Adding the command-line switch --python would cause the hypercubes to be printed as Python arrays instead of the supposedly-humanly-readable form.

Adding the command-line switch --partial (for semi-magic cubes) does not alter the construction in any way, but simply avoids checking the sums of the diagonals of the constructed hypercubes.

Adding the command-line switch --quiet prevents printing out monstrously-huge hypercubes, while still seeing messages indicating success or failure of the construction. Useful for tests with larger W and/or higher dimensions.

Adding the command-line switch --debug causes additional tests to be performed and messages relating to them to be printed.

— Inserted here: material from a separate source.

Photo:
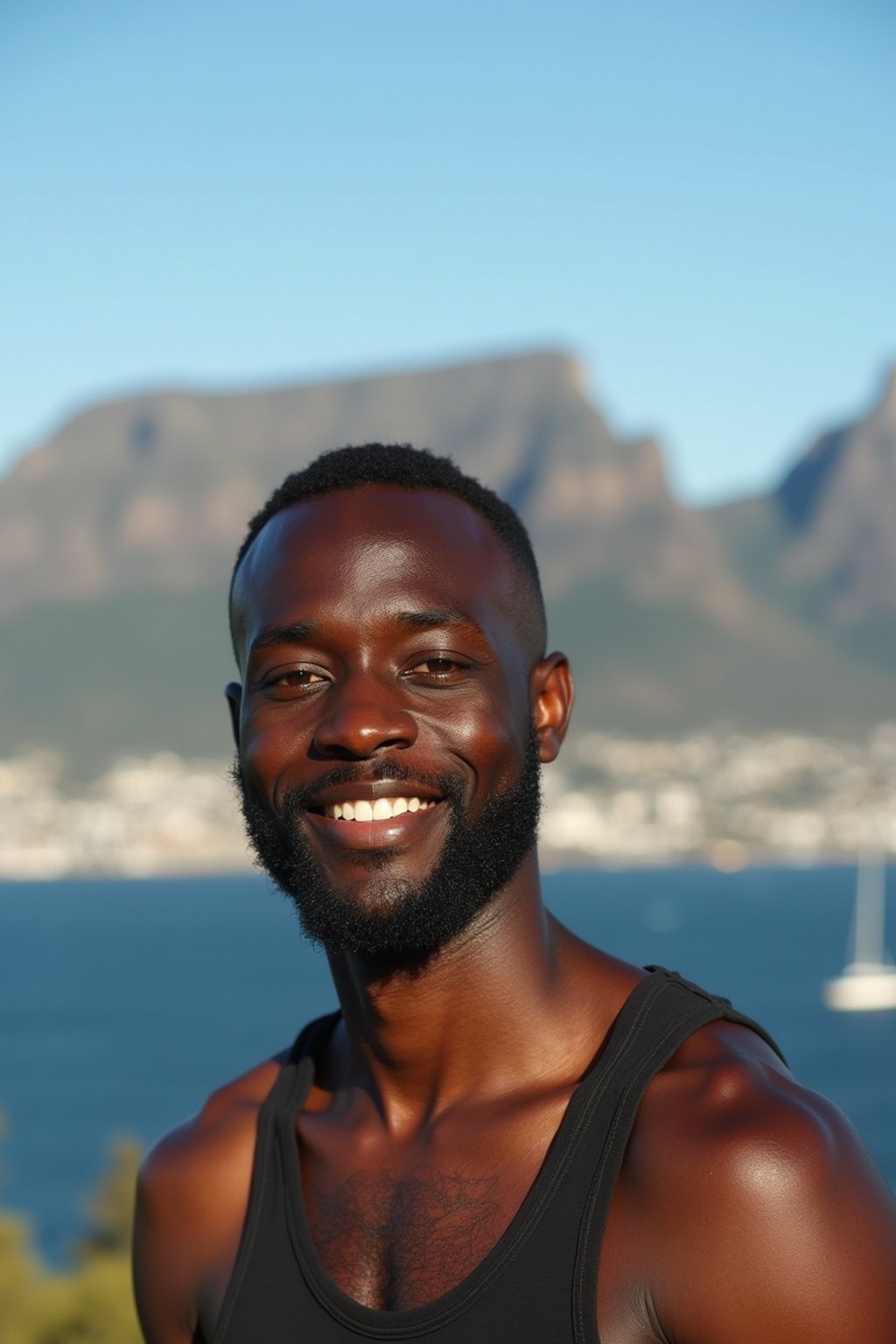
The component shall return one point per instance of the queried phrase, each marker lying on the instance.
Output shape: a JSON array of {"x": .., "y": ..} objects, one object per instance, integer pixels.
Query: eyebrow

Adding the command-line switch --max-memory=G, where G is a floating-point value in gigabytes, tells the program to abort if its predicted memory usage will exceed G gigabytes (default is 4.0). It won't save you from entering a monstrous width like W=1000000, but it's very useful for "small" widths like 200. Mainly, it means that you can set --dimension very high with some confidence that it will compute as many dimensions as it can but gracefully exit before wasting a lot of time on a dimension it just doesn't have the resources for.